Specifies the transfer encoding of the original data.

Content-Transfer-Encoding

Specifies the transfer encoding applied.

Content-Language

Specifies the language(s) of the content. Rarely used.

Content-Type

Specifies the media type and the character encoding.

MIME-Version

Indicates the use of MIME, and a specific version.

Subject

Specifies the subject (title) of the message.

TRansfer-Encoding

Specifies the transfer encoding of the message body.


10.2.3.3. Headers for transfer encoding

As you can see from Table 10-1, there are several headers that may specify a "content encoding," which means an additional encoding such as compression. Those headers differ in their scope of use. For example, Content-Encoding: gzip might be used by web servers when they send a document as compressed with the gzip algorithm, for efficiency. Web server software might allow the server administration to configure the server to automatically use such compression when sending to browsers that can handle it. This could remove much of the inefficiency involved in some character encodings.

In MIME email, the Content-Transfer-Encoding header is used to specify the encoding (if any) applied to octets (as used in some primary encoding, such as UTF-8 or ISO-8859-1) in order to transmit them in an environment where "raw" 8-bit data might cause problems. The possible values for it are specified in Table 10-2.

Table 10-2. Content-Transfer-Encoding values (for MIME email)

Value

Meaning

7bit

7-bit data sent as such, no transfer encoding

8bit

Textual 8-bit data sent as such, no transfer encoding

base64

Base64 encoding (see Chapter 6) has been applied to the octets

binary

Arbitrary 8-bit data sent as such, no transfer encoding

quoted-printable

QP encoding (see Chapter 6) has been applied to the octets


The header Content-Transfer-Encoding: 7bit promises that the message content consists of relatively short (maximum: 998 characters) lines of text, with CR LF between lines. The characters CR and LF appear in such pairs only. All octets are in the range 1 to 7F hexadecimali.e., correspond to ASCII characters excluding NUL.

The header Content-Transfer-Encoding: 8bit makes a similar promise, but octets larger than 7F may appear. NUL is excluded here, too. Thus, all octets in the range 1 to FF may appear, though CR and LF appear only in CR LF pairs.

10.2.3.4. The Quoted-Printable (QP) transfer encoding

The MIME specification defines, among many other things, the general purpose "Quoted-Printable" (QP) encoding, which we described in Chapter 6. Some of the basic points are repeated here, partly to explain them a bit differently, partly to help readers who skipped Chapter 6 because it was too technical.

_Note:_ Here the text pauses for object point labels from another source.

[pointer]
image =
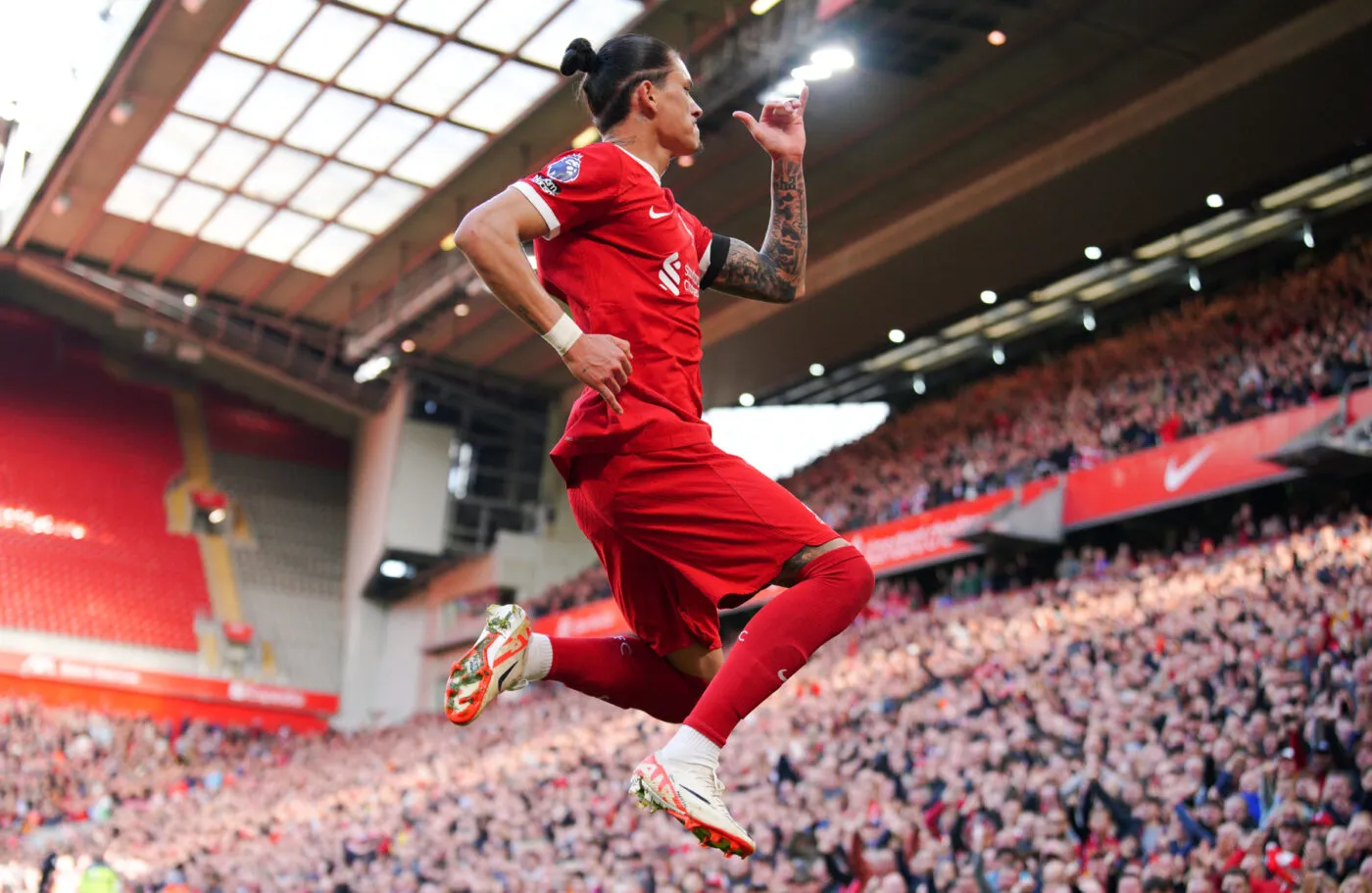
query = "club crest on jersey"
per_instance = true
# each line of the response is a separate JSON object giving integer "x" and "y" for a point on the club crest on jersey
{"x": 565, "y": 169}
{"x": 546, "y": 184}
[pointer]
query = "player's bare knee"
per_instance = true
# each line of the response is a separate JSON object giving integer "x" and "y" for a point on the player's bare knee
{"x": 697, "y": 662}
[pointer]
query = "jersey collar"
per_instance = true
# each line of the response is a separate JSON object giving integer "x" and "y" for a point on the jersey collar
{"x": 647, "y": 167}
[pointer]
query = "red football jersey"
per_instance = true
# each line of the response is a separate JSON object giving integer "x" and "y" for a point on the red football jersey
{"x": 627, "y": 261}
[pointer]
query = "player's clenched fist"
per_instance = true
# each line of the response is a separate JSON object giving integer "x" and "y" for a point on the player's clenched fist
{"x": 601, "y": 363}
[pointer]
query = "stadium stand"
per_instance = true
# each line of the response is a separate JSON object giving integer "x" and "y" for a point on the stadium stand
{"x": 290, "y": 570}
{"x": 84, "y": 463}
{"x": 1162, "y": 723}
{"x": 1214, "y": 361}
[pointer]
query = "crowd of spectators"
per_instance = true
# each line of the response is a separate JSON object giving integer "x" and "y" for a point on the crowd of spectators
{"x": 1189, "y": 723}
{"x": 1214, "y": 361}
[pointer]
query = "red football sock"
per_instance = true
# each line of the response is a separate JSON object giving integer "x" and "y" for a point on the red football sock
{"x": 626, "y": 672}
{"x": 782, "y": 635}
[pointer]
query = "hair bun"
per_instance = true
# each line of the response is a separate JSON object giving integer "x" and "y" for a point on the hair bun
{"x": 579, "y": 57}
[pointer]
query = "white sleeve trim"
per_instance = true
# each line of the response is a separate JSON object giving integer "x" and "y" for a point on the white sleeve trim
{"x": 544, "y": 210}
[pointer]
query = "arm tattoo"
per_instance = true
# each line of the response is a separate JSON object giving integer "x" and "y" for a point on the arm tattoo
{"x": 772, "y": 274}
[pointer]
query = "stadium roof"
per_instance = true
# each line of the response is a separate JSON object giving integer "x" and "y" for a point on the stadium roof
{"x": 305, "y": 158}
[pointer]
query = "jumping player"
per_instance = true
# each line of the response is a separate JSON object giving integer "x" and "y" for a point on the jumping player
{"x": 682, "y": 527}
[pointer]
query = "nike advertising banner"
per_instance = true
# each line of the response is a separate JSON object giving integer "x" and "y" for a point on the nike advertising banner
{"x": 165, "y": 696}
{"x": 1202, "y": 467}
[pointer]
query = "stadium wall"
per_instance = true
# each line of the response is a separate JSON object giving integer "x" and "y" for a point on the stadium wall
{"x": 364, "y": 620}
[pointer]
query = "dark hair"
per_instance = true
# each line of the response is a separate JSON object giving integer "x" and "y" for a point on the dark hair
{"x": 612, "y": 73}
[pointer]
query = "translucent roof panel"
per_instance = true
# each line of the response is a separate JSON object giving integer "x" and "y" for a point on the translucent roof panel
{"x": 331, "y": 250}
{"x": 505, "y": 24}
{"x": 267, "y": 27}
{"x": 331, "y": 189}
{"x": 217, "y": 89}
{"x": 235, "y": 223}
{"x": 280, "y": 174}
{"x": 438, "y": 16}
{"x": 333, "y": 117}
{"x": 276, "y": 105}
{"x": 283, "y": 236}
{"x": 511, "y": 91}
{"x": 175, "y": 144}
{"x": 381, "y": 205}
{"x": 446, "y": 77}
{"x": 187, "y": 209}
{"x": 597, "y": 21}
{"x": 387, "y": 61}
{"x": 139, "y": 194}
{"x": 380, "y": 141}
{"x": 326, "y": 43}
{"x": 228, "y": 160}
{"x": 383, "y": 7}
{"x": 442, "y": 151}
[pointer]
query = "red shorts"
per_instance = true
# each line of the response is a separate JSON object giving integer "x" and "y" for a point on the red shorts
{"x": 683, "y": 532}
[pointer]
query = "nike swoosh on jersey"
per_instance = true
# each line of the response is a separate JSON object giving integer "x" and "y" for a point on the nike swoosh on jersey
{"x": 1175, "y": 476}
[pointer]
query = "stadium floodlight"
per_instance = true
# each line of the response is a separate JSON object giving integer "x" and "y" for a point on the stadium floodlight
{"x": 833, "y": 58}
{"x": 372, "y": 368}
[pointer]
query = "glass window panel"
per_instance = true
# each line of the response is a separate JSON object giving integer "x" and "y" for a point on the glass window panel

QP can be used to represent any sequence of octets as a sequence of such octets that correspond to ASCII characters. This implies that the sequence of octets becomes longer, and if it is read as an ASCII string, it can be incomprehensible to human readers. What is gained is robustness in data transfer, since the encoding uses only "safe" ASCII characters, which will most probably get unmodified through any component in the data transfer.

Basically, QP encoding means that most octets up to 7F (hexadecimal) are used as such, whereas octets with higher values and some other octets are presented as follows: octet n is presented as a sequence of three octets, corresponding to (ASCII codes for) the equals sign, =, and the two digits of the hexadecimal notation of n.

If QP encoding is applied to a sequence of octets presenting character data according to ISO 8859-1 character code, then effectively this means that most ASCII characters (including all ASCII letters) are preserved as such, whereas, for example, the ISO 8859-1 character ä (code position E4 in hexadecimal) is encoded as =E4. For obvious reasons, the equals sign = itself is among the few ASCII characters that are encoded. Being in code position 3D in hexadecimal, it is encoded as =3D.

Encoding, for example, ISO 8859-1 data this way means that the character code is the one specified by the ISO 8859-1 standard, whereas the character encoding is different from the one specified (or at least suggested) in that standard. Since QP only specifies the mapping of a sequence of octets to another sequence of octets, it is a pure encoding and can be applied to any character data, or to any data for that matter.

Naturally, QP needs to be processed (decoded) by a program that knows it and can convert it to human-readable form. It looks rather confusing when displayed as such. Roughly speaking, one can expect most email programs to be able to handle QP, but the same does not apply to newsreaders (or web browsers). Therefore, you should normally use QP in email only.

10.2.3.5. How MIME should work

Basically, MIME should let people communicate smoothly without hindrances caused by character code and encoding differences. MIME should handle the necessary conversions automatically and invisibly.

For example, when person A sends email to person B, the following should happen:

  1. The email program used by A encodes A's message in some particular manner, probably according to some convention that is normal on the system where the program is used (such as ISO 8859-1 encoding on a typical modern Unix system).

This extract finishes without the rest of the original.